This disclosure relates to polyester compositions and articles made therefrom. In particular, insert-molded articles having excellent heat cycle resistance can be obtained by insert molding of the polyester compositions with a metal insert.
Thermoplastic polyester compositions, such as poly(alkylene terephthalates), have valuable characteristics including mechanical strength, toughness, high gloss, and solvent resistance. Polyesters, therefore, have utility as materials for a wide range of applications, from automotive parts to electrical and electronic appliances. Automotive applications include metal-insert molded articles in which the metal inserts are placed inside of plastics. Such applications, however, usually require high durability even when subjected to a strenuous thermal cycle, for example, in an environment ranging from below 0° C. to over 100° C.

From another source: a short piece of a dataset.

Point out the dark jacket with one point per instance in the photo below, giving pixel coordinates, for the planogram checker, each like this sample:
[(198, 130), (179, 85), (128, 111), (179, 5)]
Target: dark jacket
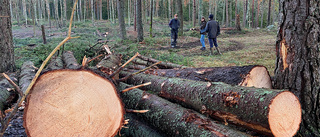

In particular, polyalkylene terephthalate compositions including glass reinforcing fibers have been used in insert-molded articles in which a metal part is embedded in a resin composition in order to take advantage of the properties of both the resin composition and the metal. Metal inserts have included, for example, aluminum, copper, iron, and brass. A continuing problem in obtaining such insert-molded articles, however, has been that they can still suffer from cracking when subjected, during use, to extreme temperature change, since the expansion and shrinkage coefficient (so-called liner expansion coefficient) can differ widely between the resin and metal portions of the insert-molded article.
Insert-molded articles have been applied in a wide variety of fields, including automobile parts and electrical or electronic parts. In particular, important applications of insert molding have been occurring in the automotive industry for use in making automotive parts located near an engine, the environment of which can greatly increase the need for heat cycle resistance. For example, insert-molded articles have been considered for use in parts of the automotive ignition system and distributor. Such insert-molded articles, however, can require even higher heat cycle resistant capabilities than previous applications. This challenge is increased by the fact that such insert-molded articles can have complicated structures, for examples, in which the thickness or shape of the resin composition can vary considerably in the article. Such complicated structures are especially prone to cracking. Therefore, uses and shapes of insert-molded articles have been undesirably limited and there remains a need for insert-molded articles having improved resistance to increasingly rigorous thermal cycles.
U.S. Pat. No. 6,512,027 discloses a resin composition comprising polybutylene terephthalate, glass fibers, and an impact resistance agent that is an epoxy-functionalized olefinic elastomer such as a graft copolymer of ethylene-glycidyl methacrylate-methyl methacrylate (EGMA-g-MMA), epoxy-modified styrene-butadiene-styrene block copolymer (ESBS), and epoxy-modified styrene-butadiene-styrene block copolymer (ESBS), which resin composition is designed for heat cycle resistance in metal-inserted parts.
U.S. Pat. No. 6,346,320 discloses a polyester resin composite molded article having thermal shock resistance that comprises polybutylene terephthalate, an inorganic filler, and, as an impact modifier, a modified ethylenic copolymer produced by graft-polymerization of maleic anhydride or other carboxylic acid anhydride, which copolymer is in the form of dispersed particles. Comparative impact modifiers in U.S. Pat. No. 6,346,320 include ethylene-glycidyl methacrylate-methyl acrylate copolymer.
US 2010/0266857 discloses a resin composition comprising polybutylene terephthalate, glass fibers, and a styrenic thermoplastic elastomer such as SEBS and epoxy-functionalized SBS, which can improve heat cycle resistance of metal inserted molded parts.
In view of the above, there remains a strong need for resin compositions for insert-molded articles, comprising a metal insert, that can endure even more rigorous changes between higher temperatures and lower temperatures over a long period of time, namely resin compositions providing excellent heat cycle resistance, including heat shock resistance, which resin compositions can, at the same time, exhibit other desirable mechanical properties such as flexural strength.